A 1.78:1 letterboxed NTSC to PAL transfer whose detail is soft and whose colour is drained. Allowances have to be made given that the film was shot on DVCam, probably in non-anamorphic widescreen (there were precious few if any low end DVCam camcorders with 16:9 CCD chips, so shooting 16:9 tended to crop the picture and an anamorphic transfer would only be stretching this), and as it was shot on NTSC DV then the standards conversion is inevitable. The bleached-out whites of the walls are a casualty to the recording medium, but this actually works in the film's favour. The print is spotless, suggesting a video rather than film master, if such a beast even exists.

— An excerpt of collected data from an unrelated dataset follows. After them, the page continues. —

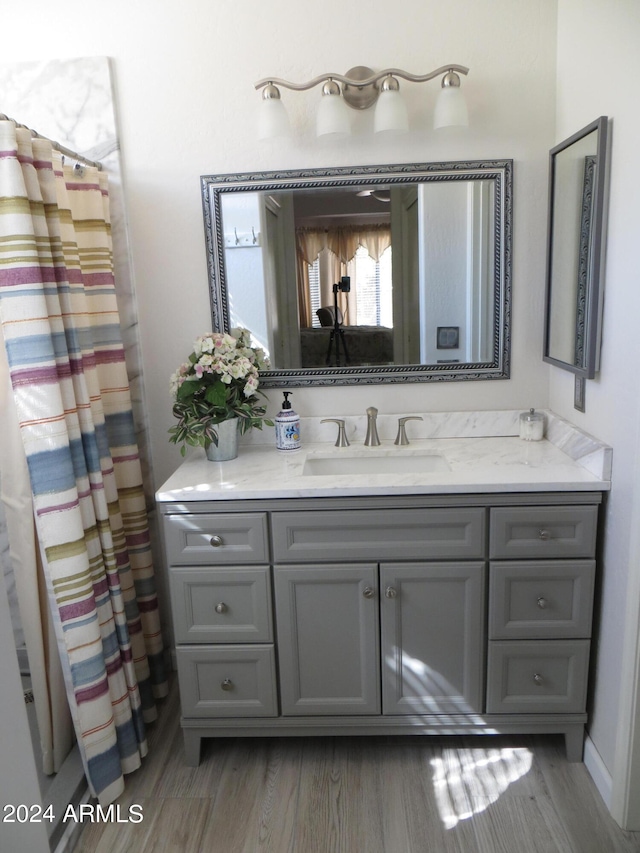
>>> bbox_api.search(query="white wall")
[0,0,558,487]
[553,0,640,821]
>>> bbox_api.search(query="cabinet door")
[381,562,486,715]
[274,563,380,716]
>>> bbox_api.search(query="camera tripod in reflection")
[326,276,351,367]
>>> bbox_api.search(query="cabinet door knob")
[210,535,223,547]
[385,586,398,599]
[363,586,375,599]
[538,529,551,541]
[533,673,544,685]
[215,602,228,614]
[537,597,547,609]
[221,678,233,691]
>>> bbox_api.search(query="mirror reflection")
[202,161,512,386]
[544,117,609,378]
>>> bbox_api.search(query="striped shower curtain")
[0,120,167,805]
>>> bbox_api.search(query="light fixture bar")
[255,64,470,140]
[254,65,469,94]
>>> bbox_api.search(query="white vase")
[205,418,239,462]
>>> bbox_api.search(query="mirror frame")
[201,159,512,387]
[543,116,609,378]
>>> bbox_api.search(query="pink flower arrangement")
[169,328,272,455]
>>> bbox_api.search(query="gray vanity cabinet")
[160,492,602,767]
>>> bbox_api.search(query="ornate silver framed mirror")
[201,160,512,387]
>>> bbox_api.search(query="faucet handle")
[394,416,424,446]
[321,418,350,447]
[364,407,381,446]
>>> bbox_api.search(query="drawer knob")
[210,535,223,547]
[538,529,551,541]
[385,586,398,599]
[221,678,233,691]
[533,673,544,686]
[215,602,228,614]
[537,597,547,609]
[363,586,375,599]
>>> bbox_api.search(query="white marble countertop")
[156,410,611,503]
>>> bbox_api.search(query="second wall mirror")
[202,160,512,387]
[544,116,609,378]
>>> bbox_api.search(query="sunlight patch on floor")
[431,745,533,828]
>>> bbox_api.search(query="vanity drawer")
[177,645,277,718]
[271,507,486,562]
[489,560,595,640]
[170,566,272,644]
[164,513,269,565]
[486,640,590,713]
[489,506,597,560]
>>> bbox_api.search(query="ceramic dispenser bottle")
[275,392,301,451]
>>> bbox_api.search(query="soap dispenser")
[275,392,301,452]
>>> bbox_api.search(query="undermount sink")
[302,451,451,477]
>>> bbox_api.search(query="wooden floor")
[76,681,640,853]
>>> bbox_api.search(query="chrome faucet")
[364,407,381,446]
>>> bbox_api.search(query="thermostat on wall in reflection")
[437,326,460,349]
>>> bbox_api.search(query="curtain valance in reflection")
[296,223,391,265]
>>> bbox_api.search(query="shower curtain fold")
[0,329,73,775]
[0,120,167,805]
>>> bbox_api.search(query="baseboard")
[52,788,90,853]
[584,734,613,810]
[46,745,87,848]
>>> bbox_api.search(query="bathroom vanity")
[157,411,610,766]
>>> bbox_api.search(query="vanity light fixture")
[255,64,469,140]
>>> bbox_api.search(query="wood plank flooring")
[75,680,640,853]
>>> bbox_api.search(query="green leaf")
[205,380,228,407]
[177,380,197,401]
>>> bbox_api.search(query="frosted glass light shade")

The stereo 2.0 soundtrack is not as crisp as you'd expect, with the dialogue in particular betraying a slight fluffiness and even distortion on louder sounds, while later in the story there are even a few pops to contend with. The background machine hum can drive your subwoofer mad if you redirect the bass through it.
Film stills gallery
5 pages of grabs from the film. Pointless.
Behind the scenes stills gallery
5 pages of the behind-the-scenes stills. Only marginally more interesting than the above.
Original Aquarium trailer (1:47)
Intriguing, but gives a lot away and should not be viewed just before the main feature.
Making of Aquarium documentary (4:06)
At just over 4 minutes in length they've got a nerve calling it a documentary, but with some nifty editing and speeded up film it covers more ground than I was expecting. The footage is silent and cut to a thumping beat and inevitably lacks substance and detail.
Short film #1: Emergency Stop (8:12)
The first of two short films by director Frédéric Grousset tells the well-worn favourite of a woman who thinks she's being terrorised by a killer who turns out to be... well, I wouldn't want to spoil the surprise. Has the wobbly narrative logic and aural aggression of a student film, with a music score that screams like a madman instead of augmenting the story.
Short Film #2: Shit (5:48)
The student connection continues in this cinematic exercise in one-gag base humour, as a young man (Julien Masdoua, who plays Vincent in Aquarium) thunders into a toilet cubicle for the noisiest crap of his life and then discovers there's no toilet paper. Visually shouty in a way that suggests Grousset likes his MTV, this is live action played as a cartoon.
What more can I add? Turn a blind eye to the weakness and Aquarium is a rather smart little micro-budget tension-builder that would score serious points for originality were it not walking in someone else's well respected movie footsteps. As a cinematic calling card it does the job, though, and there is the sense that with the right material Grousset could yet make his mark on the indie movie scene.